Desweiteren habe ich ein bisschen mit dem PickMouseBehavior herumexperimentiert, und man kann auch mehr oder weniger schon einzelne Teile anklicken und dies wird auch registriert. Aber noch relativ ungenau, habe mir sagen lassen das das was mit den Ray Casting Einstellungen zu tun hat. Und wie man ein MouseOver Element realisiert habe ich auch noch nicht herausgefunden, bzw wie man dann die Beleuchtung für eine einzelne Fläche verändern kann (oder wie man auch sonst einen Hover-Effekt hinbekommt).
Die Texturauswahl müsste auch nicht zwingend in das Canvas3D Objekt gezeichnet werden sondern könnte zur Not auch getrennt in einem extra Panel im Frame angezeigt werden, hätte dann somit nichts mehr mit dem Java 3D zu tun.
Zum Texturenproblen habe ich noch nichts getestet bisher, aber ich denke da ich die Flächen einzeln ansprechen kann dürfte das Ändern der Texturen kein allzu großes Hinderniss sein, da es generell für Texturen in Java3D genügend Hilfsmaterial im Internet gibt.
Wie man erkennt, sieht mein Problem also gar nicht mehr so schlimm und spezifisch aus.
Es fehlt nur noch ein bisschen was an Fachwissen.


----------



## Shaguar (18. Jan 2012)

Also ich habe mir überlegt das ganze doch ein wenig anders zu machen.
Mal angenommen ich verzichte auf das drehen von Objekten (auch wenn das nicht schwer zu implementieren ist) und auch auf das ändern von Texturen, zumindest die Live-Vorschau. Stattdessen verwende ich einfach normale 2D Ansichten der Objekte, meinetwegen eine von vorne und eine vorn hinten und dann gehen von den veränderbaren Flächen (also die Teile des Objektes von denen ich die Texture ändern möchte) Pfeile weg und am Ende stehen ComboBoxen mit der Texturauswahl. 
In den ComboBoxen sind von mir aus noch kleine Vorschaubilder der Texturen.
Der Vorteil wäre auch das man sehen würde welche Flächen der Objekte veränderbar sind.
Meine Frage wäre wie man sowas realisieren könnte.
Die Probleme wären zum einen das automatische erkennen von veränderbaren Flächen (mal angenommen die Informationen liegen vor) und dann das zeichnen der Linien zu den ComboBoxen.
Ich hab gesehen das du (@Marco13) mal eine Bibliothek geschrieben hast zum zeichnen von Swing Objekten in JOGL Umgebungen. Sowas in der Art würde ich dann wohl auch benötigen, es sei denn ich mache links und rechts vom JOGL Panel ein normales Swing Panel das die ComboBoxen beinhaltet.
Was dann aber auch erforderlich wäre das das Tool je nach geladenem Objekt (welche unterschiedlich viele veränderbare Flächen haben können) die Linien und ComboBox dynamisch zeichnet und anpasst.
Es sei denn jemand hat hier vielleicht noch eine andere Idee wie ich so etwas umsetzen könnte.

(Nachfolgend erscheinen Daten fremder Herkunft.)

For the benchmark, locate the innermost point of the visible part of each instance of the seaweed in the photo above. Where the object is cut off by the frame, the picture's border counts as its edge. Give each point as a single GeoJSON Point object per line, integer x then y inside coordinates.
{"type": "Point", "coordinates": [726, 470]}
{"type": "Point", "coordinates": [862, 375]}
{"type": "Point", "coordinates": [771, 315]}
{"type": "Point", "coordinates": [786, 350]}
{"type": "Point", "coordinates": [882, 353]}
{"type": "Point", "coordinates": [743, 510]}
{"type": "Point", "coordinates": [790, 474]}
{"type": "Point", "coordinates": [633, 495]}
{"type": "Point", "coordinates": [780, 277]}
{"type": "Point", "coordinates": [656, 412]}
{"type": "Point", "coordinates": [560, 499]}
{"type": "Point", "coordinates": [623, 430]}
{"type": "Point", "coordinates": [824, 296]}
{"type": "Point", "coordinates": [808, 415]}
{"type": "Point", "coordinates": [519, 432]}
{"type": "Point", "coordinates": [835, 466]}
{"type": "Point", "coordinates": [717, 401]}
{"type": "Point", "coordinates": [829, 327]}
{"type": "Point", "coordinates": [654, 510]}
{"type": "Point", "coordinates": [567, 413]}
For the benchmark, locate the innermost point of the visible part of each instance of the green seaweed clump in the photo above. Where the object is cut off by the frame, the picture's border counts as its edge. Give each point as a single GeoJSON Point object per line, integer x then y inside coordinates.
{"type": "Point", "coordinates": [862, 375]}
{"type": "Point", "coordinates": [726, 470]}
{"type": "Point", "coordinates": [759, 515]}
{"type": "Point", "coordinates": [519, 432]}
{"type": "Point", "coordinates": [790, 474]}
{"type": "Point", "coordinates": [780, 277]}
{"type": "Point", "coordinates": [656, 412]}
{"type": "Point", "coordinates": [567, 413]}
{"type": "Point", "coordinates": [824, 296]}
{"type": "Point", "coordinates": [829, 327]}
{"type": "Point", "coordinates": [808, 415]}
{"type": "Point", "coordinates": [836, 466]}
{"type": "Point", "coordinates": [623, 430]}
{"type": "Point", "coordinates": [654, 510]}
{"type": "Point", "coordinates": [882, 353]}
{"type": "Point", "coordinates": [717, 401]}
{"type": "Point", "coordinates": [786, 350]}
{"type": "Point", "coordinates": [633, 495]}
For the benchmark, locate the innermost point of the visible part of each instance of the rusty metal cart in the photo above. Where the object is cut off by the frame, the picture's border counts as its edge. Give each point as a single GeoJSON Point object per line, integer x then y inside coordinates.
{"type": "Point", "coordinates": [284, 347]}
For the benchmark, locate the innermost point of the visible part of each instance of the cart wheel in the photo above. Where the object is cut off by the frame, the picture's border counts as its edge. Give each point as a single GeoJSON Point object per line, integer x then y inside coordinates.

Hab nochmal ne kleine Zeichnung gemacht wie ich mir das in etwa vorstelle:


----------



## Evil-Devil (18. Jan 2012)

Wenn du nur die bereits definierten Texturflächen anklickbar machen willst, dann würde ich empfehlen die UVs zu nutzen. In selbigen sind Vertice/Faces definiert zu denen die jeweilige Textur gehört.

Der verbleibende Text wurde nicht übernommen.